Build a Diskless Cluster(Centos7)
无盘集群(Diskless Cluster),指集群中计算节点没有安装可启动(Bootable)的操作系统,无盘集群优点是维护方便,减少存储资源投入,使用MPI等方式执行计算时执行文件同步较方便;缺点是对 集群的网络性能,存储节点的IO性能要求较高.(PXE:M61:Media no found 🙃
本文参考USTC集群资料撰写.
目标集群拓扑结构:
|----------------|
|172.25.2.101(m0)|----
|----------------| |
|172.25.2.102(s1)|----
|----------------| |---|Ethernet Switch|
|172.25.2.103(s2)|----
|----------------| |
|172.25.2.104(s3)|----
|----------------|
准备工作
准备Centos7安装镜像,此处地址为Tuna源.
如果使用IPMI/KVM安装镜像请自动跳过以下步骤:
准备USB flash installation medium.使用以下命令将镜像文件写入USB设备(使用USB设备/dev/sda,/dev/sdb…替换/dev/sdx):
$ dd bs=4M if=/path/to/centos.iso of=/dev/sdx status=progress && sync
在m0节点上安装Centos,并升级系统,安装必要的包:
dracut-network会为镜像内添加nfs等网络支持
$ yum -y update
$ yum -y install nfs-utils tftp-server dnsmasq syslinux dracut dracut-network
dracut-network包安装后在/etc/dracut.conf文件中添加:
$ vim /etc/dracut.conf
# add nfs root support
add_dracutmodules+="nfs"
关闭SELinux
$ vim /etc/sysconfig/selinux
# This file controls the state of SELinux on the system.

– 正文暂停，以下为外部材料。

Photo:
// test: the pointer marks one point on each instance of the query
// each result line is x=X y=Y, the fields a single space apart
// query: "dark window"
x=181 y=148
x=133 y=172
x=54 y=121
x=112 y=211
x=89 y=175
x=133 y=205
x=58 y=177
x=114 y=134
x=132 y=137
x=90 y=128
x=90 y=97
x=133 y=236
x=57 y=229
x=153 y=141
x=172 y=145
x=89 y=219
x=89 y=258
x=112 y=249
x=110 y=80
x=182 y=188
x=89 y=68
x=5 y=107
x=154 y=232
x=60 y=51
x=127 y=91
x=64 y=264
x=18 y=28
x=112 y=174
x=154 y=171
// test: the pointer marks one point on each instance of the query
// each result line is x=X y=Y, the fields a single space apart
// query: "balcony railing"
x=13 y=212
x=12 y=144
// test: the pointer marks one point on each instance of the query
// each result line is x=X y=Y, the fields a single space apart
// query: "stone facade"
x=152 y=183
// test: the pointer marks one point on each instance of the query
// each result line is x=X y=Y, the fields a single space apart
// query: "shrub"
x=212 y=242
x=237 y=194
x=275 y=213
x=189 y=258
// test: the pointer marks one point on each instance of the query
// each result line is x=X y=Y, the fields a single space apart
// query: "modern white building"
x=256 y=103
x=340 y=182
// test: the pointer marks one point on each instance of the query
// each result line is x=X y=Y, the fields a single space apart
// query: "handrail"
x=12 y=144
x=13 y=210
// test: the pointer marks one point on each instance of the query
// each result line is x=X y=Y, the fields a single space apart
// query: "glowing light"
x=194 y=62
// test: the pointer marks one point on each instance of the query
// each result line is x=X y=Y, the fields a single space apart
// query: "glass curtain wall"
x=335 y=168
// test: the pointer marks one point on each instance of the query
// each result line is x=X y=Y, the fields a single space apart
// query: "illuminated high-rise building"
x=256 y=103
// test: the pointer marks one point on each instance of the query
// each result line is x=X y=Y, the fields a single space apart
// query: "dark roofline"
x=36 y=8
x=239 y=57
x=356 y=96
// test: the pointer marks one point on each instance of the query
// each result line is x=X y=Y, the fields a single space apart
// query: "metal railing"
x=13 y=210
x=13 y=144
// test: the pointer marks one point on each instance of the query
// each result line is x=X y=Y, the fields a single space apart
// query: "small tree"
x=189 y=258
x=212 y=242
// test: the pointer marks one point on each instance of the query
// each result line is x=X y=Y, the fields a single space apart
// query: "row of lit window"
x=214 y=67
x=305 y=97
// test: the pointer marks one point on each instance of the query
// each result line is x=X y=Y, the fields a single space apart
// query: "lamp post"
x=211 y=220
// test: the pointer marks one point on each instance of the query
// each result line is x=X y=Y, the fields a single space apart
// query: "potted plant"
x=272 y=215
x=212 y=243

# SELINUX= can take one of these three values:
# enforcing - SELinux security policy is enforced.
# permissive - SELinux prints warnings instead of enforcing.
# disabled - No SELinux policy is loaded.
SELINUX=disabled
# SELINUXTYPE= can take one of three values:
# targeted - Targeted processes are protected,
# minimum - Modification of targeted policy. Only selected processes are protected.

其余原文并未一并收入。